Gemini Force One
- Series logo
- Black Horizon Ghost Mine White Storm
- Author: M. G. Harris
- Country: United Kingdom
- Language: English
- Genre: Science fiction
- Publisher: Orion Children's Books
- Published: starting February 2015
- Media type: Print (Paperback)
- No. of books: 3

= Gemini Force One =

Series of science fiction books by Gerry Anderson

Gemini Force One is a series of science fiction books developed by television producer and writer Gerry Anderson before his death in 2012. The project was announced on the official Gerry Anderson website in July 2013, and the books were completed by author M. G. Harris based on Anderson's own notes and outlines.

==Development==
After Gerry Anderson died in December 2012, his son Jamie Anderson approached children's book author M. G. Harris (known for The Joshua Files children's book series) to help finish his started book series.

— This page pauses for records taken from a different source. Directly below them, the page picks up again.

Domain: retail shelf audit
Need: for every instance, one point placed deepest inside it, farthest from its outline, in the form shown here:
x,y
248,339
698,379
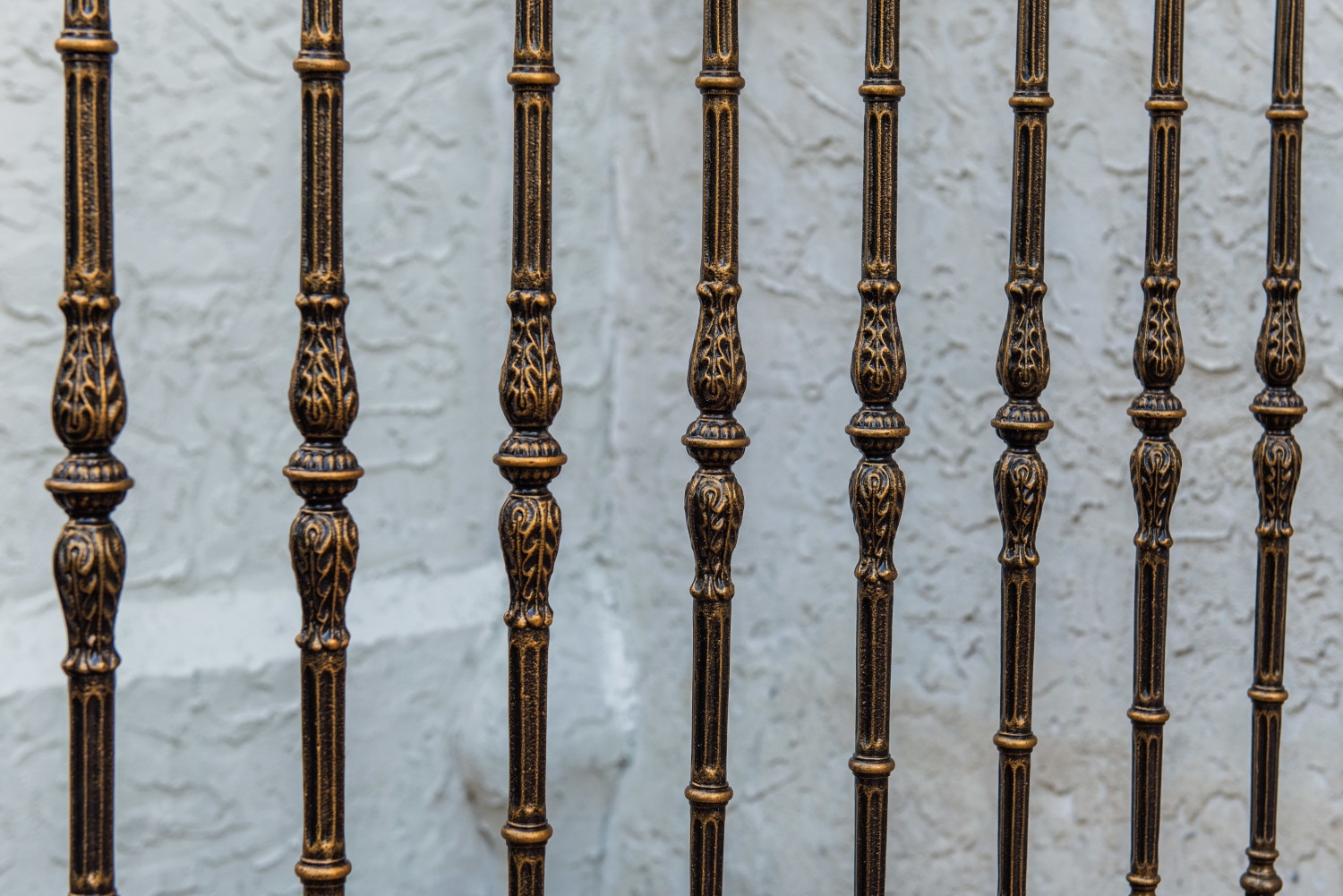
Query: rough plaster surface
x,y
206,148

Using the crowdfunding platform Kickstarter, the book project was launched on 5 September 2013, with a set goal of £24,350 (about $39,000). On 5 October 2013, the deadline was reached, and the project had exceeded its goal, gathering £33,463 (about $53,000). With the collected funds, Harris' agent Robert Kirby was able to negotiate a publishing deal with Orion Publishing Group, with the first book entitled Black Horizon announced for release by Orion Children's Books in 2015. Designer/illustrator Andrew Probert was also brought on board to design the various craft of the Gemini Force fleet.

==Installments==

===Black Horizon===
After the father of Ben Carrington dies, his mother contacts a rich entrepreneur and establishes an elite organization - the Gemini Force. The Gemini Force are a top-secret organization with the aim of providing rescue services. Ben is determined to become part of the team, but needs to prove to his mother first, that he has got what it takes.

===Ghost Mine===
Ben Carrington becomes a member of Gemini Force, fulfilling a long-standing goal. However, he continues to be affected by the deaths of his parents. The team is dispatched to respond to a report of illegal "ghost" miners trapped following a mining disaster in South Africa. During the mission, it is revealed that the company, Auron is unwilling to assist in locating the miners. Ben must determine whom tho trust as Gemini Force attempts to complete the mission.

===White Storm===
Ben Carrington is a member of an elite, top-secret rescue organisation - Gemini Force. When he finds himself and his friends in danger, Ben must compete with hostile ice and storms to pull off their most gruelling mission yet.

==Reception==
The release of Black Horizon was met with widely positive reviews. Starburst Magazine praised author M.G. Harris as "a very skilled storyteller, weaving together narrative strands into one compelling experience", and as a Young Adult novel, a young reviewer as part of the Guardian's Children's Book site described it as "a really fun book that will never get old." Reviewers were also keen to make comparisons to Anderson's previous TV series Thunderbirds, with What Culture describing the book as "the true successor to Thunderbirds’ crown."